先週スーパーマーケットの
レジで並んでいるときに経験したこと、二つ。
 
隣のレジが早く終わりそうに見えることが、よくある。
見ると、今レジにかかった人の後ろが、空いている。
私は、そちらのレジにスッと入った。
 
もちろん、割り込んだなどという意識があろうはずがない。
空いていたところに、うまく滑り込んだ、と思った。
それほどに、そこは確かに、空いているとしか思えなかった。
 
ところが、私が並んでいると、数秒後、
後ろから声が聞こえた。
「あーあ、ならんでいたんですけどねぇ~」
これ見よがしな、大きな声。
しかも、私に言っているというよりは、周りに訴えるような言い方。
中高生くらいの子がいるかのような、庶民的な女性であった。
 
たとえばレジに一度並んでいたとしても、
何か別の買い物を思い出して、そこから離れることがある。
私はそのレジに、その女性が並んでいるという意識が、まるでなかった。
ということは、要するにかなり空いていたのは事実なのだ。
しかし、その女性は自分では「きちんと」並んでいるつもりだったらしい。
「きちんと」した自分からすれば、私は割り込んだ悪者に違いなかった。
 
私は「はぁい」と言うしかなかったが、
その女性は当然のことのように、私の前に来て、レジ台に籠を置いた。
籠には商品が満載だった。
私は、手に商品を二つほど抱えただけだった。
 
もし私が逆の立場だったら、
自分が間を空けていたことに非を認めただろう。
しかも、相手が少ない商品であるのを見ると、
そのままただ後ろに並んでいたことだろうと思う。
もしどうしても訴えたい場合でも、その前に入ってきた人に対して、
「すみません。

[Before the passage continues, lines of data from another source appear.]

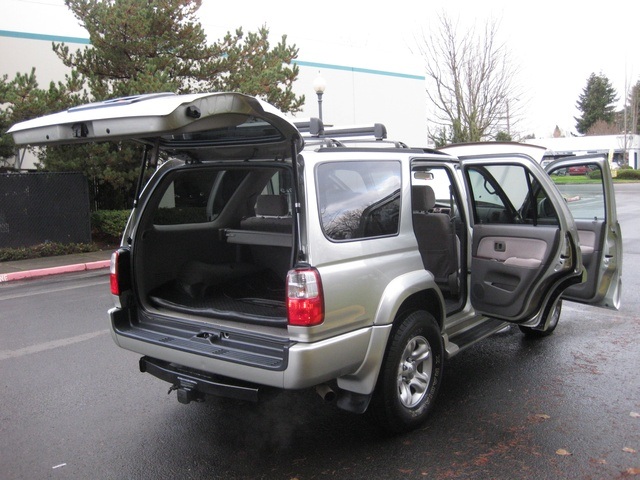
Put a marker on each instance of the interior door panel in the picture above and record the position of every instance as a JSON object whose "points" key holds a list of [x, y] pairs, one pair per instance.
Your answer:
{"points": [[591, 234], [507, 262]]}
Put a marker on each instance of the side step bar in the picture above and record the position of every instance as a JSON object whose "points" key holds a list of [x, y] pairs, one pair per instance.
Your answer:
{"points": [[193, 385]]}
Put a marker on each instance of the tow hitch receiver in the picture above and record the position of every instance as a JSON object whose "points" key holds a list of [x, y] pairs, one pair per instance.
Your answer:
{"points": [[192, 385], [186, 391]]}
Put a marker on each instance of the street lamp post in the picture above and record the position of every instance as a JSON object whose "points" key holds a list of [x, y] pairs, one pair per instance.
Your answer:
{"points": [[319, 85]]}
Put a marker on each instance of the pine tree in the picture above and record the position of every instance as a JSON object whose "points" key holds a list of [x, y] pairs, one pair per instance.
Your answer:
{"points": [[597, 103], [145, 46]]}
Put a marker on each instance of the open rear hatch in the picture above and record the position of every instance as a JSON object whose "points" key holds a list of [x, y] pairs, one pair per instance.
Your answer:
{"points": [[213, 236]]}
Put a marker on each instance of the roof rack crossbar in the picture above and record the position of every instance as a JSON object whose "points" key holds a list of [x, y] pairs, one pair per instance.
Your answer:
{"points": [[316, 128]]}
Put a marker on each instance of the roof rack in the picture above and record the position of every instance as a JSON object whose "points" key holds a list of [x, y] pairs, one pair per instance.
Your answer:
{"points": [[315, 128]]}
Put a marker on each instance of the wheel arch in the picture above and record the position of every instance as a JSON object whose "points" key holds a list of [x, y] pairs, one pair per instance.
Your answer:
{"points": [[409, 293]]}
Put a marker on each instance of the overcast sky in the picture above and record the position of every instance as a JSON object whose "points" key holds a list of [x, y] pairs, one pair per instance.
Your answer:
{"points": [[556, 44]]}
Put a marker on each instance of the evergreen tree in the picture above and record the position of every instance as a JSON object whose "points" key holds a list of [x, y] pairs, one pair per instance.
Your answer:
{"points": [[633, 110], [597, 102], [145, 46]]}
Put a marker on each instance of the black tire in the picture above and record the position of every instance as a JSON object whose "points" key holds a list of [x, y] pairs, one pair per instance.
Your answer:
{"points": [[410, 375], [555, 318]]}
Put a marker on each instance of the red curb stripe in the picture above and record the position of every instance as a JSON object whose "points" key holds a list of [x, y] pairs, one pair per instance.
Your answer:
{"points": [[43, 272]]}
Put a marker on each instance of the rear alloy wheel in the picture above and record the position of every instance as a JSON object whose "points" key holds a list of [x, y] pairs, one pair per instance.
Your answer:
{"points": [[411, 374], [553, 323]]}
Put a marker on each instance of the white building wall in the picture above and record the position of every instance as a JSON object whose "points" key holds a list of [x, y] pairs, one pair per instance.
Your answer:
{"points": [[612, 145], [354, 95]]}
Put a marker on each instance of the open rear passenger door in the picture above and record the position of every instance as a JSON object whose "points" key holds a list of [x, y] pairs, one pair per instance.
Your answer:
{"points": [[586, 185]]}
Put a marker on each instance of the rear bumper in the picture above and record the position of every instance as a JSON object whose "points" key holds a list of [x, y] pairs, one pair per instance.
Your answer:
{"points": [[251, 359], [192, 385]]}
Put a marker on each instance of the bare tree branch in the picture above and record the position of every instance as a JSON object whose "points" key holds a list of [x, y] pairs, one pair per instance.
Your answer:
{"points": [[470, 81]]}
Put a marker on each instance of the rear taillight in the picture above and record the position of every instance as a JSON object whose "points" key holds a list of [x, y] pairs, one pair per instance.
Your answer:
{"points": [[305, 303], [119, 277]]}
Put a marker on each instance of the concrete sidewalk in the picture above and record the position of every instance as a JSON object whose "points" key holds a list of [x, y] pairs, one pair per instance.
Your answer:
{"points": [[40, 267]]}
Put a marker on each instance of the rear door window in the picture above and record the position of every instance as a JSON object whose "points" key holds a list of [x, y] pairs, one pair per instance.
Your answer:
{"points": [[359, 199]]}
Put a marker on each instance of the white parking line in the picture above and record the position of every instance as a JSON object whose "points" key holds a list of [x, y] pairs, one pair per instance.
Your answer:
{"points": [[41, 347]]}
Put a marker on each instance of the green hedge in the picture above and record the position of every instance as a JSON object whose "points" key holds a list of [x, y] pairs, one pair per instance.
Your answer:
{"points": [[628, 174], [109, 223], [49, 249]]}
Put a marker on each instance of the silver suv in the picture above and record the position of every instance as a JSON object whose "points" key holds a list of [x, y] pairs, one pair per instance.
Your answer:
{"points": [[267, 255]]}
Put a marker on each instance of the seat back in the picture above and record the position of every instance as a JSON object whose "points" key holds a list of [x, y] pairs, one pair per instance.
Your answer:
{"points": [[272, 215], [436, 238]]}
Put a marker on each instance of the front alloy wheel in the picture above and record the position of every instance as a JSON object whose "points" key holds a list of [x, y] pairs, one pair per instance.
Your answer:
{"points": [[414, 372]]}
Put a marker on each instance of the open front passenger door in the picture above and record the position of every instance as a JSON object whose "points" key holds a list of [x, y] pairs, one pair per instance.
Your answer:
{"points": [[525, 249], [586, 185]]}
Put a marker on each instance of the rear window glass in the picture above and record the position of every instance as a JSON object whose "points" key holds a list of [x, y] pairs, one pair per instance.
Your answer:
{"points": [[359, 199], [196, 196]]}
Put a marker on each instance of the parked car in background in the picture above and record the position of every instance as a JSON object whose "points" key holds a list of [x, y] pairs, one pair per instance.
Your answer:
{"points": [[267, 255]]}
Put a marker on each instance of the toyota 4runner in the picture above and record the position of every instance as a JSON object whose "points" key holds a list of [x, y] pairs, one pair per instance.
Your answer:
{"points": [[264, 254]]}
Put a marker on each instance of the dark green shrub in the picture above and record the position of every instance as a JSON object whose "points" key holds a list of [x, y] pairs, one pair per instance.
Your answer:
{"points": [[628, 174], [49, 249], [109, 224]]}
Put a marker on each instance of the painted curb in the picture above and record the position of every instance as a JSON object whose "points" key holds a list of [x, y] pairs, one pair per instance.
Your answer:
{"points": [[43, 272]]}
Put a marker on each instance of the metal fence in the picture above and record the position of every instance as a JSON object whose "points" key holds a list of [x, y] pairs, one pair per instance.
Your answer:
{"points": [[43, 207]]}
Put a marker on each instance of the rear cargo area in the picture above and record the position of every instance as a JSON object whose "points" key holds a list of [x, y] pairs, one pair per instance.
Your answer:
{"points": [[217, 243]]}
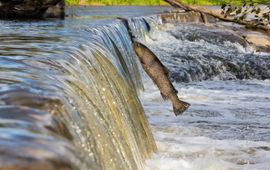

ここ、並んでいたんですが」のような言い方をしたことだろう。
 
その女性は、ついにこちらに目を向けることもなかった。
私に対して迷惑なことだ、と告げたわけではなかったようである。
自分は「きちんと」していたわけで、
悪者を訴えて周りに自分が被害者であるということを知らせ、
私を悪者だと非難し、とにかく自分が先にレジを済ませたかった
という思いだったのではないか、と推測する。
 
そうでないかもしれないが、そういう雰囲気であった。
ここは誤解して戴きたくないのだが、別に私は憤ったわけではない。
冷静に、その人の心の中を推察しているだけだった。
この人は、どういう気持ちでいるのだろうか、といろいろ想像していたのである。
 
別の日、別の店でのこと。
それは、私が出勤途中に立ち寄った店であった。
 
やはり私は、商品二つくらいしか手に抱えていなかった。
別に、時間がなくて焦っていたわけではない。
だから、そわそわしているふうには、決して見えないはずだった。
 
私の前に、籠いっぱいの買い物をしている女性がいた。
先般の女性より若干年上であろうかと思われた。
なんだか、後ろの私を気にしているのかな、と直感していたが、
自分の籠を置いた台がそこにあるにしても、そこから少し引くように離れて、
「お仕事でしょう? お先にどうぞ」と私の顔を見て言ってくれた。
 
あらあら、私は本当にゆったりしていたので、
いかにも急いでいるような態度ではなかったはずである。
つまり、この女性の全くの厚意から発された言葉なのであった。
「ありがとうございます。でも、大丈夫です。結構ですよ」
私は、にこにことした目でお答えした。
私は人込みではマスクをしているので、背一杯目でそれを伝えた。
もしかすると、このマスクのせいで、
具合が悪いと思われたのかもしれない。
しかしそれにしても、この女性の豊かな想像力に感服した。
 
お気持ちはありがたく受け止めたことをお伝えした。
それでも、急いでいませんのでどうぞお先に、と
そのままの順番でレジを済ませてもらった。
逆に、悪かったかな、とも思うほどであった。
 
こうして私は、レジにおける二つの出来事が重なってくるのを感じた。
この違いは、何なのだろう。
 
自分は「きちんと」している、という強い思いは、
きっと自分の姿を見えなくしているのだろうか。
見えていると自負するところに罪がある、というヨハネ9章の指摘を
見せられたような気がしたが、
これを人の振りの中で見出すなどというのが、
そもそもおかしいのかもしれない。
私が私の中にそれを見出していないというのは、
私が依然として私の姿をやはり見ることができていない、ということを
意味しているのではいなかと思われる。
 
だから、まずは良きことについて見えるようでありたいと願った。
この後者のケースの、譲ろうとしてくれた女性のように
近くにいる人が求めているものを理解するような心を持ちたいものだと思う。
近くの人を、人間としても認識していないような空気が世の中には多い。
そういった中で、親切を受けたこの経験は、
ちょっとした宝ものだな、と喜んでのであった。